For two years, I’ve been attending a local UU church and playing in their orchestra. It’s been very rewarding. I maintained the whole time that I didn’t want to join the church. I didn’t want to add “I am a         ” to my identity; I didn’t want to be a member of something; I wanted to be as independent of religious establishments as possible. (I don’t really count UU as a religion, for a variety of reasons… but that’s a post for another day.)

This past Sunday was a service on creativity. Our orchestra and choir, combined with a guest choir and friends of the orchestra, performed Fauré’s Requiem. The church’s music director did all the speaking parts of the service. It was amazing. This service, however, is not why I joined. Why, then? Keep reading.

The church I joined has a program for 8th graders where they take a member of the congregation as a mentor, and over the course of the school year, analyze and question the nature and reasons for belief. They form whatever they end up forming, be it beliefs, creeds, guiding principles, all of the above, none of the above, whatever. Two Sundays ago, these 8th graders and their mentors spoke. That constituted almost the entirety of the service. And it was amazing. More amazing than the requiem, more than anything else. The students were awkward and halting in their speech, but their words were breathtakingly profound and moving.

The whole time, I kept thinking back to being in 8th grade. It was early in that school year that I realized I’m gay.”Homosexuality is a sin,” say the prophets, and “When the prophet speaks . . . the debate is over.” I’m homosexual, and homosexuality is a sin. I am a sin. Dirty, guilty, immoral, “the sin next to murder.” I make baby Jesus cry. (By the way, making someone feel that kind of existential guilt is a great way to manipulate them out of forming healthy boundaries, and into doing whatever the church asks, no matter what. But that’s a post for another day.)

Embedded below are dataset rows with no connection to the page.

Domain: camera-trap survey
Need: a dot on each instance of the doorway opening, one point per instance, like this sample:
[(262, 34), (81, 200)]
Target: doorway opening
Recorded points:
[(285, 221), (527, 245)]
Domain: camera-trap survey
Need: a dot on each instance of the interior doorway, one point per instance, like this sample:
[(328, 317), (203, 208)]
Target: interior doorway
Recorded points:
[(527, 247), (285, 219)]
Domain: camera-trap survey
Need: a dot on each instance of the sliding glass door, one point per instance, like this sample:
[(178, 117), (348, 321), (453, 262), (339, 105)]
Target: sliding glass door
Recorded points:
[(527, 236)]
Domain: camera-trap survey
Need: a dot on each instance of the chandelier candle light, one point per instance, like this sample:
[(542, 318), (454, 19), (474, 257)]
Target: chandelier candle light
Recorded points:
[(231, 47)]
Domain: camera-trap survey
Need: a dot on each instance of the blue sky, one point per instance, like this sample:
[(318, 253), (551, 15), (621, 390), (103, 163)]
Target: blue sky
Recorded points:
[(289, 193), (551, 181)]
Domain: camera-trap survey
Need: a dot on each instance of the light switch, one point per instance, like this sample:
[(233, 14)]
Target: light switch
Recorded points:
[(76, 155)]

Cue 10 years of almost constant effort to reconcile myself to the faith I’d inherited.

What if . . . ?

What if a trusted and respected mentor–someone the church recommended to me, but I chose–what if they had taught me that it was OK to question, OK to disagree, and OK to reach different conclusions? What if they had taught me to insist on evidence for claims made, dismiss those made without evidence, and refute those contradicted by good science? Would I have struggled so long and hurt so much? Would I still have spent 4 years trying to change myself into something I can’t (and should never) be?

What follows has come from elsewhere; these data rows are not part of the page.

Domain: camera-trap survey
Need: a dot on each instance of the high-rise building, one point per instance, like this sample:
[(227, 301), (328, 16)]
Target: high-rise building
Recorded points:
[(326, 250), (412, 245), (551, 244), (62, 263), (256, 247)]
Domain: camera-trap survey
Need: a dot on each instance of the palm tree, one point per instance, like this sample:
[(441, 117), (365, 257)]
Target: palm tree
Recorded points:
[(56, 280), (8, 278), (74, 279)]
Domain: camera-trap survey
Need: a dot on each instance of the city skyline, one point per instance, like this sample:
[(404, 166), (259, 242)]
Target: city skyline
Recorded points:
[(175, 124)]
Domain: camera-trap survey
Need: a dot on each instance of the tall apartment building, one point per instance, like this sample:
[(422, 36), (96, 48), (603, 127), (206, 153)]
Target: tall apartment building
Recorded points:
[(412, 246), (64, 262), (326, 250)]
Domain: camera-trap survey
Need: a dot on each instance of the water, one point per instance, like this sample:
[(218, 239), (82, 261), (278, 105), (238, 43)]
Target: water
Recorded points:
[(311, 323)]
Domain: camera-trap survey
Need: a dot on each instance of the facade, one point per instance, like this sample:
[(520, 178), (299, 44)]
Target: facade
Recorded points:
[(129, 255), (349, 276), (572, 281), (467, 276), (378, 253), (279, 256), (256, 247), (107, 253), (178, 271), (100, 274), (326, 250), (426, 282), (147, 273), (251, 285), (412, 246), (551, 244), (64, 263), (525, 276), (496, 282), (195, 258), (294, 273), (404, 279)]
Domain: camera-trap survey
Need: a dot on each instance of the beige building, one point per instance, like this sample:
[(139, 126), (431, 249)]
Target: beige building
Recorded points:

Would I have given the church so much of my money?

“What if’s” are useless. What’s done is done. But these thoughts completely upended my refusal to join anything. Presented with young, impressionable, vulnerable youth, Unitarian Universalism gives them this. That’s worth throwing my weight behind. It’s worth adding something to my identity. It’s worth everything I can give it–everything the Mormons demanded from me, and more–and yet it asks for so much less.

Unitarian Univeralism represents the kind of thinking that could produce A World That Works For Everyone. So I joined. I am now a Unitarian Universalist.